Esperanza Malchi also spelled Malk or Malkhi (died 1 April 1600) was a Jewish Ottoman businesswoman. She was the influential favorite and Kira (business agent) of the valide sultan Safiye Sultan.

==Life==
===Early life===
Malchi reportedly originated from Italy, though details about her early life are unknown. She was married to a Jewish businessman and had at least three sons.

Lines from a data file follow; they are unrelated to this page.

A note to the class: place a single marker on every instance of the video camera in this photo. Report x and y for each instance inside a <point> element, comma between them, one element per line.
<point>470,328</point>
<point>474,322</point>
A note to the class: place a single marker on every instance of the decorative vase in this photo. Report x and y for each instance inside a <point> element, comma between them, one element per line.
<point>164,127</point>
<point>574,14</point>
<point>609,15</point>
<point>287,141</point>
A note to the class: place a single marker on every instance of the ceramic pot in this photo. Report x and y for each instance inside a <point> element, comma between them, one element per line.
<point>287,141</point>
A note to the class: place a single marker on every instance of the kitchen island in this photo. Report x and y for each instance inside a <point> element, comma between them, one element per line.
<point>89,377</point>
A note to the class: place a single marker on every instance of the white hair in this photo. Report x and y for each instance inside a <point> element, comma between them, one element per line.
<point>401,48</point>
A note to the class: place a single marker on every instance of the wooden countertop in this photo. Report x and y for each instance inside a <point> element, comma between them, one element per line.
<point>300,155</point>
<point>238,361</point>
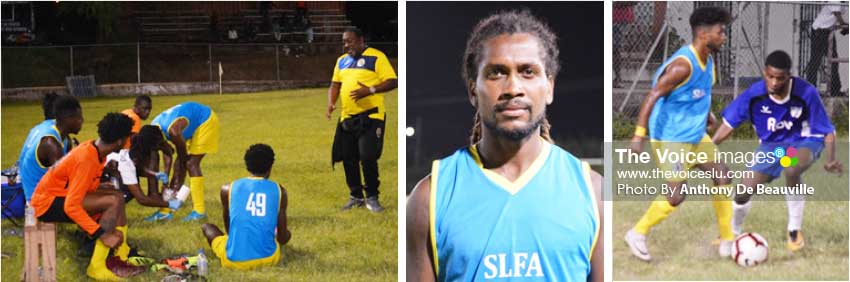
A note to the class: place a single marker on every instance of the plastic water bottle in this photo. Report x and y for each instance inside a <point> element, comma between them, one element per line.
<point>30,216</point>
<point>183,193</point>
<point>202,263</point>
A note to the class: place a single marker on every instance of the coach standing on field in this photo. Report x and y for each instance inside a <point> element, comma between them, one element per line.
<point>362,75</point>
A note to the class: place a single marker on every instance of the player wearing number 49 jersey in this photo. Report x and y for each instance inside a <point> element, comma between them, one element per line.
<point>254,216</point>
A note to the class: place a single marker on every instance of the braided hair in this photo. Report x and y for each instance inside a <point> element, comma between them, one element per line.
<point>509,22</point>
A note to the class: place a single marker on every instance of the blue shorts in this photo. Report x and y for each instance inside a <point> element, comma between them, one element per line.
<point>775,168</point>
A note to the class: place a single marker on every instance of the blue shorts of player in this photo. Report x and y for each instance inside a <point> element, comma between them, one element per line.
<point>774,168</point>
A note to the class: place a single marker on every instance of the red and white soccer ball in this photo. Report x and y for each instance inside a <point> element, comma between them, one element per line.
<point>750,249</point>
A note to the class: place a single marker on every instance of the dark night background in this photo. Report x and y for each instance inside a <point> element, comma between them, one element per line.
<point>437,104</point>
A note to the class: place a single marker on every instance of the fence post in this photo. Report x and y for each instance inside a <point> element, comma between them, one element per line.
<point>736,68</point>
<point>138,63</point>
<point>277,61</point>
<point>72,60</point>
<point>642,67</point>
<point>209,58</point>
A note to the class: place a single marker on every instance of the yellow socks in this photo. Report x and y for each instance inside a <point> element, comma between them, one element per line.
<point>658,211</point>
<point>123,250</point>
<point>723,209</point>
<point>97,266</point>
<point>196,186</point>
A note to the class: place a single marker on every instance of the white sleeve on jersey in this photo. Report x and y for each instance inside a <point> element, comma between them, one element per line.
<point>125,166</point>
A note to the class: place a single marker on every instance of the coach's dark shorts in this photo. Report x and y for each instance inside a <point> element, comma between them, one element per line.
<point>364,141</point>
<point>56,212</point>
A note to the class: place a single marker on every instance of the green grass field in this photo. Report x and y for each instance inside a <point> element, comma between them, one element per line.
<point>327,245</point>
<point>681,246</point>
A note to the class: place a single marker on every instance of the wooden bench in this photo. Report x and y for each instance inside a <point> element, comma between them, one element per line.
<point>39,248</point>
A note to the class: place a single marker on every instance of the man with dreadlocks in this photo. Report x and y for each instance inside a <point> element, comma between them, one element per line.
<point>676,112</point>
<point>512,204</point>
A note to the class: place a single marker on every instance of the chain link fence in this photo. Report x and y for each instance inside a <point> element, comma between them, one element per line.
<point>646,33</point>
<point>39,66</point>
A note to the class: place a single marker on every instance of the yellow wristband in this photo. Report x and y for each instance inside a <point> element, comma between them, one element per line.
<point>640,131</point>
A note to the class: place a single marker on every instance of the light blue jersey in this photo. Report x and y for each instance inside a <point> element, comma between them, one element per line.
<point>254,206</point>
<point>195,113</point>
<point>681,116</point>
<point>30,168</point>
<point>541,227</point>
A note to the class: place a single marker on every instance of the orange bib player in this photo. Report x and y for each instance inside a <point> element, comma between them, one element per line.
<point>69,192</point>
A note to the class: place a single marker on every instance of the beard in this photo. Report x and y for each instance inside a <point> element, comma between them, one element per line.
<point>516,134</point>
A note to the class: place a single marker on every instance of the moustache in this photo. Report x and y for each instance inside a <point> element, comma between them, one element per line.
<point>512,104</point>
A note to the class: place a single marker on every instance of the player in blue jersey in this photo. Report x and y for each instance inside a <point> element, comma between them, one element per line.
<point>50,140</point>
<point>786,111</point>
<point>677,113</point>
<point>193,129</point>
<point>254,216</point>
<point>512,205</point>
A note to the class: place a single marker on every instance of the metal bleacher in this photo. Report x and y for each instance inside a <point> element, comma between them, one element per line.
<point>195,26</point>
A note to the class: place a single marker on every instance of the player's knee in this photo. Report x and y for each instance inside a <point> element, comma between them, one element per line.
<point>115,200</point>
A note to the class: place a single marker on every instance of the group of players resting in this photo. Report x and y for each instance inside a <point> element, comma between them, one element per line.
<point>68,181</point>
<point>785,111</point>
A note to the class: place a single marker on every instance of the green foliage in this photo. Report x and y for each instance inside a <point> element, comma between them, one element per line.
<point>326,245</point>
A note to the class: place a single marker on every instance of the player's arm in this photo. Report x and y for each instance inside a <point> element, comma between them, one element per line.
<point>831,165</point>
<point>365,90</point>
<point>676,73</point>
<point>283,234</point>
<point>73,207</point>
<point>420,256</point>
<point>333,95</point>
<point>176,134</point>
<point>387,76</point>
<point>49,151</point>
<point>597,263</point>
<point>723,132</point>
<point>225,205</point>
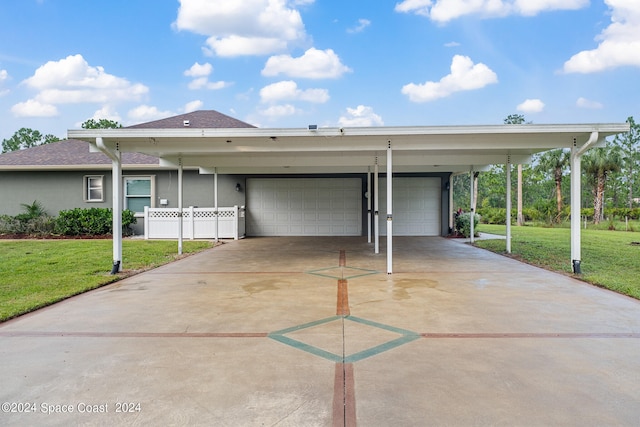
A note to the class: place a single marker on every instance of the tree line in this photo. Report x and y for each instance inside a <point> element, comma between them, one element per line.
<point>27,137</point>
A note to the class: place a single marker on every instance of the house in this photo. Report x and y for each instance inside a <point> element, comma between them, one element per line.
<point>68,174</point>
<point>296,182</point>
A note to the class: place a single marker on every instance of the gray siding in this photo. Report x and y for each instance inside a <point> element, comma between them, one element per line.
<point>64,190</point>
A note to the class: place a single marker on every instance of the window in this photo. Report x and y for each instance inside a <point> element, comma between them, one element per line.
<point>138,193</point>
<point>93,189</point>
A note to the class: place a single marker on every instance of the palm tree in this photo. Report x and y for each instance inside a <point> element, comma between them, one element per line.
<point>598,163</point>
<point>555,161</point>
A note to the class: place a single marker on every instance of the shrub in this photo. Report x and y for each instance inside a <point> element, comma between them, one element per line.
<point>92,221</point>
<point>463,223</point>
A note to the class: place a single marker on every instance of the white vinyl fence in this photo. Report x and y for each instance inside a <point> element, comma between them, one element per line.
<point>197,223</point>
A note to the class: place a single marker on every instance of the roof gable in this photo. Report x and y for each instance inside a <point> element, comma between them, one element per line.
<point>70,152</point>
<point>201,119</point>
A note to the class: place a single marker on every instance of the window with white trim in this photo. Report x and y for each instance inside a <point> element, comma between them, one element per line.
<point>93,188</point>
<point>138,193</point>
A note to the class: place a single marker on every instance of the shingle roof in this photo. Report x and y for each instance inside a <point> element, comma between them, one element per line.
<point>70,152</point>
<point>197,119</point>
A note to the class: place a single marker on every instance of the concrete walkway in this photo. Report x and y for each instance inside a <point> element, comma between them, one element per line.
<point>313,332</point>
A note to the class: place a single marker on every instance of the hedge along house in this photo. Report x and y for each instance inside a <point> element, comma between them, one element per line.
<point>340,181</point>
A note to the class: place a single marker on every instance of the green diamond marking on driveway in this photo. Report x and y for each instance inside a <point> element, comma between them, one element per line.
<point>405,337</point>
<point>342,272</point>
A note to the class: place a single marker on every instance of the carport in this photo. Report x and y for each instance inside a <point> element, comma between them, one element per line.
<point>368,150</point>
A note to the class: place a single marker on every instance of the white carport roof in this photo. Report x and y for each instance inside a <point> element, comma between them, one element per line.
<point>333,150</point>
<point>350,150</point>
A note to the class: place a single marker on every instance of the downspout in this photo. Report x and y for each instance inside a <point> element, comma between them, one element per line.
<point>389,209</point>
<point>451,209</point>
<point>116,178</point>
<point>473,214</point>
<point>576,202</point>
<point>508,213</point>
<point>180,207</point>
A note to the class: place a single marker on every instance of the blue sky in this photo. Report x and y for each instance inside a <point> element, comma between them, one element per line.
<point>291,63</point>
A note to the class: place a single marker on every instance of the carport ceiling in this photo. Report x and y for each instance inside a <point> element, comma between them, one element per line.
<point>415,149</point>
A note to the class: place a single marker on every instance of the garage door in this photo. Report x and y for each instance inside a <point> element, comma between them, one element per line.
<point>416,206</point>
<point>304,207</point>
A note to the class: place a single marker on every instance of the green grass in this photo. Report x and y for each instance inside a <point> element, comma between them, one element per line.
<point>609,259</point>
<point>37,273</point>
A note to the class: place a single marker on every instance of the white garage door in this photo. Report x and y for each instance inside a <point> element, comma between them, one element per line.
<point>416,206</point>
<point>304,207</point>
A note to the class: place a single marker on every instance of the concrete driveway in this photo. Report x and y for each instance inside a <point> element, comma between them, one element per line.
<point>313,332</point>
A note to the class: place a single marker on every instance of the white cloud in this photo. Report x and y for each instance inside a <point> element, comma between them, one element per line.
<point>249,27</point>
<point>198,70</point>
<point>146,113</point>
<point>587,103</point>
<point>362,24</point>
<point>33,108</point>
<point>288,91</point>
<point>200,74</point>
<point>193,106</point>
<point>314,64</point>
<point>361,116</point>
<point>204,83</point>
<point>446,10</point>
<point>619,42</point>
<point>73,81</point>
<point>531,106</point>
<point>465,75</point>
<point>276,111</point>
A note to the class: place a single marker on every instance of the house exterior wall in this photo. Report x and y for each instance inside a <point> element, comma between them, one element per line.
<point>56,191</point>
<point>62,190</point>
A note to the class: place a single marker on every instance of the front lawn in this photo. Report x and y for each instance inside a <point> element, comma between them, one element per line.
<point>610,259</point>
<point>36,273</point>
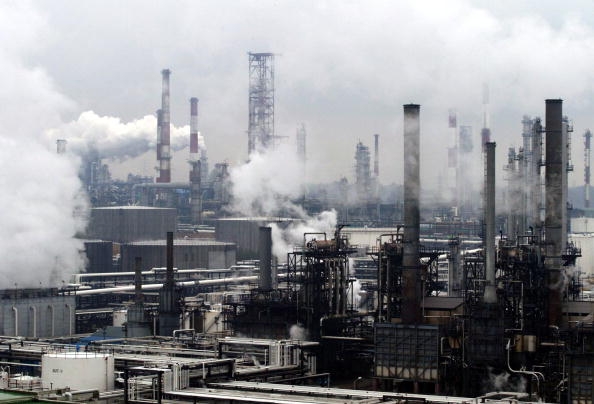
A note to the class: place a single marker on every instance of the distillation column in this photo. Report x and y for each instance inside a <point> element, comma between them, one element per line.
<point>411,289</point>
<point>555,209</point>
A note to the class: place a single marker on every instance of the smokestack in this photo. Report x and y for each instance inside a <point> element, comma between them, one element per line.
<point>194,129</point>
<point>489,212</point>
<point>159,134</point>
<point>138,296</point>
<point>195,192</point>
<point>165,157</point>
<point>587,151</point>
<point>485,132</point>
<point>265,281</point>
<point>536,181</point>
<point>555,208</point>
<point>169,275</point>
<point>376,157</point>
<point>412,183</point>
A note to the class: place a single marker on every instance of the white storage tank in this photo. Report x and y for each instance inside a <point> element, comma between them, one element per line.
<point>78,370</point>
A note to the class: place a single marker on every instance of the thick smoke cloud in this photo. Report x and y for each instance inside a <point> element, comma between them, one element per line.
<point>41,203</point>
<point>344,68</point>
<point>114,139</point>
<point>267,186</point>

Due to the seclusion from the opposite sex and the outside world imposed upon the women of the Ottoman Imperial Harem, male merchants were not allowed into the harem, and a custom developed with merchants' wives entering the harem to act as intermediary agents, displaying the goods to the prospective clients of the harem. These women were often Jews, who, as non-Muslims, were not subjected to the same gender segregation as Muslim women, and thus could act as the intermediaries of the harem women in several other areas. Many became successful businesswomen as agents to the harem women, particularly as widows. This would have been the background of Malchi as well.

Because several kiras were working in the Imperial Harem in parallel and are seldom documented by name, it is difficult to identify individual kiras and separate them from each other. Malchi, in particular, has often been confused with Esther Handali, who had a similar position and was active simultaneously. When she first entered the harem is unknown, but her career overlaps with Esther Handali's, who was employed by Nurbanu Sultan, the mother of Sultan Murad III. Malchi, however, worked for Nurbanu Sultan's daughter-in-law, Safiye, consort of Murad III and mother of Sultan Mehmed III.

===Kira of Safiye Sultan===
Malchi had the same favored position to Safiye Sultan, as Esther Handali had previously had to Nurbanu Sultan. As was common for a kira, she became the trusted confidant of her client, and her tasks soon expanded from acting as intermediary for merchant goods to acting as intermediary for other money transactions, and from there to further tasks between her client and the outside world. When Safiye became the valide sultan, mother and adviser of the reigning sultan (1595-1603), Handali's own influence reached its peak, and she was entrusted with political and diplomatic correspondence between Safiye and foreign powers. In the case of Malchi, her position of favourite to Safiye Sultan was rumoured to be the result of a love affair between the two women, a rumour which was described by the English ambassador at the Ottoman court.

Reportedly, she attempted to influence Safiye (and through her the sultan) to a policy against the Republic of Venice, and by doing so came in conflict with the Venetian spy Beatrice Michiel, who had the opposite intention: the two women once came in to open conflict in front of Safiye.
She acted as the intermediary between Safiye and the Queen of England, and wrote to Queen Elizabeth I of England on her mistress' behalf, mentioning discreet exchanges of diplomatic items.

===Death===
The position of Malchi became a cause of widespread discontent. Her influence upon the sultan's mother and through her upon the sultan himself and the policy of the Ottoman Empire was resented, as well as her influential role in the economic affairs of the court. In the spring of 1600, the Ottoman cavalry revolted because of the devaluation of the currency. Malchi became the target of their discontent, and the rebels successfully demanded of the sultan that he turn Malchi over to them. On 1 April, Malchi and her eldest son were assassinated near the house of Halil Pasha, the Kaymakam of Constantinople. Her second son escaped while her youngest son converted to Islam. Her assassination was seen as a hard blow to the Jewish community of Constantinople.